Sgopal1 writeup open Information Extraction from Web

From Cohen Courses
Jump to navigationJump to search

This is a review of Banko_2007_open_information_extraction_from_the_web by user:sgopal1.

This paper introduces TextRunner - A scalable,domain independent way to extract information. It consists of three parts

  • Self-supervised learner: Given a small corpus, it labels its own positive and negative instances on the corpus based on some heuristics using the parse of the sentence etc. It maps a subsequence of the words from the sentence to some feature vector, and labels the feature vector as either positive or negative.
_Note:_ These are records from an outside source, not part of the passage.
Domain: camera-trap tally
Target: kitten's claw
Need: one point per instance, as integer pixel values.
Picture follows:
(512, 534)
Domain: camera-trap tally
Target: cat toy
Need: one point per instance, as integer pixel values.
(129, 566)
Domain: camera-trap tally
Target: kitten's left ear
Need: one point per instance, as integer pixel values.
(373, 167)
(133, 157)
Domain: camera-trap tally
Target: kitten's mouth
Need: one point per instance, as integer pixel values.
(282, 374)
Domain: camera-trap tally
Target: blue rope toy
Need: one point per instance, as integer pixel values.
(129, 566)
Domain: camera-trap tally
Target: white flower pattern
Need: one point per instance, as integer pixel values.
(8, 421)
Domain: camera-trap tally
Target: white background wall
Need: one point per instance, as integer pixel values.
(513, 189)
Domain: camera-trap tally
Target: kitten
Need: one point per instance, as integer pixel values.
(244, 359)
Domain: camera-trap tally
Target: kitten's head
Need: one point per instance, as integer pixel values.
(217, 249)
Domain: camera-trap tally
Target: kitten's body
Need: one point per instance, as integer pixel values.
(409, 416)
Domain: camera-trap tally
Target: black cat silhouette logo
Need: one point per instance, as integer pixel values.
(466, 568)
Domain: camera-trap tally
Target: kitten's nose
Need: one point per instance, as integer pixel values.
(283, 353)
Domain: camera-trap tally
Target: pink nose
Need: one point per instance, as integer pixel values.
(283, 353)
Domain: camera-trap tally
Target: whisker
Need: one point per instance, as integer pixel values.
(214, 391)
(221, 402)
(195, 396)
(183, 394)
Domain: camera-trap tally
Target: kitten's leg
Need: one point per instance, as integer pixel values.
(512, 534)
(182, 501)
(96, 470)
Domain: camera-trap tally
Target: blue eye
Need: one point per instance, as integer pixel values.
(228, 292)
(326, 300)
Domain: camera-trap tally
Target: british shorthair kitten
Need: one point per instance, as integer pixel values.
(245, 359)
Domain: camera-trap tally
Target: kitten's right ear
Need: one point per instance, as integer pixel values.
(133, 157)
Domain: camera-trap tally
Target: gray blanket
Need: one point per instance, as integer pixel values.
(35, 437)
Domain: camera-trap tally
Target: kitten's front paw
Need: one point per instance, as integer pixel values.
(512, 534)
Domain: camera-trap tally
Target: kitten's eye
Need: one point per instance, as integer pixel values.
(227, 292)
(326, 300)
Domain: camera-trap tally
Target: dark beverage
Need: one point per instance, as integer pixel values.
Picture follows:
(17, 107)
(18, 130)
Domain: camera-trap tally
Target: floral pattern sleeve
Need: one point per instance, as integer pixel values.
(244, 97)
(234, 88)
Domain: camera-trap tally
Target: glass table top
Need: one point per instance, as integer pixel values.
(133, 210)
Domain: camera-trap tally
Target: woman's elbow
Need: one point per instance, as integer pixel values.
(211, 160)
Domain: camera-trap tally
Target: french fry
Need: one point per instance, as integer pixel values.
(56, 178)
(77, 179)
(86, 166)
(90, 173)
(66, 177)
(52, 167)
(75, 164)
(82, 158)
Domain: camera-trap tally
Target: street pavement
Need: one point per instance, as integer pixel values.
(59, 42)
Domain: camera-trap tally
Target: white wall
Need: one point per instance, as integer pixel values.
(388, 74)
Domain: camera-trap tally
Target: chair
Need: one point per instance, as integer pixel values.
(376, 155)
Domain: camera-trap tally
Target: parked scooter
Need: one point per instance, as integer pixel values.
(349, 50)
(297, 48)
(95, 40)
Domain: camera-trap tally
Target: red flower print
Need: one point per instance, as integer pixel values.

A NBC is trained on this self-labeled dataset.
  • Single pass extractor: Another heuristic to extract subsequences between two noun-phrases is employed. Non-essential words in the subsequence is eliminated. This is then classified as positive/negative by the NBC previously trained.
  • Query processing: It is possible to run queries and view the results in a faster way.
  • I do not understand the self-labeling part. It seems a little vague as to what exactly they perform.
  • In the Query processing module, each relation is allocated to a particular machine. I dont think that this is the way a general assignment, because a given query will be computed only a particular machine and this is ( although I'm not 100% sure ) considered bad - there is no parallelism for a given query. This module is not very impressive.